Sajida Jalalzai is Assistant Professor of Religion at Saint Michael’s College. Her dissertation research focused on Muslim leadership education in North America, based on ethnographic work conducted at several Protestant-affiliated theological schools in the United States and Canada that offer various types of Muslim leadership training programs: Hartford Seminary (Hartford, CT), Emmanuel College of Victoria University in the University of Toronto (Toronto, ON), and Claremont-Lincoln University (Claremont, CA). Her research analyzes the formation of North American Islamic authority in intellectual and educational milieus characterized by a dominant Protestant Christian culture.

This panel also features Juliane Hammer, whose full bio is above.

Conference Organizers

Zahra Ayubi is Visiting Assistant Professor in the Women’s and Gender Studies Program at Dartmouth College. Her research is on women and gender in prescriptive discourses and ethical thought in both pre-modern and modern Islam.
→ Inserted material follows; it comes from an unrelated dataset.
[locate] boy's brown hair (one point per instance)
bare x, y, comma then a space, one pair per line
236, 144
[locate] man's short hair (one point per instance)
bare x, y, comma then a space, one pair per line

Her scholarship is a feminist engagement with the Islamic intellectual tradition that seeks to advance understandings of the ways that gender is constructed in Islamic philosophy and operates in historical and contemporary transnational Muslim communities.

Ilyse R. Morgenstein Fuerst is Assistant Professor of Religion at the University of Vermont. Her research deals with Islam in South Asia, historiography, and the development of theories of religion. She is completing a manuscript titled Indian Muslim Minorities and the 1857 Rebellion: Religion, Rebels and Jihad, which traces the impact of the Sepoy Rebellion upon definitions of religion, Islam, and Muslim subjects.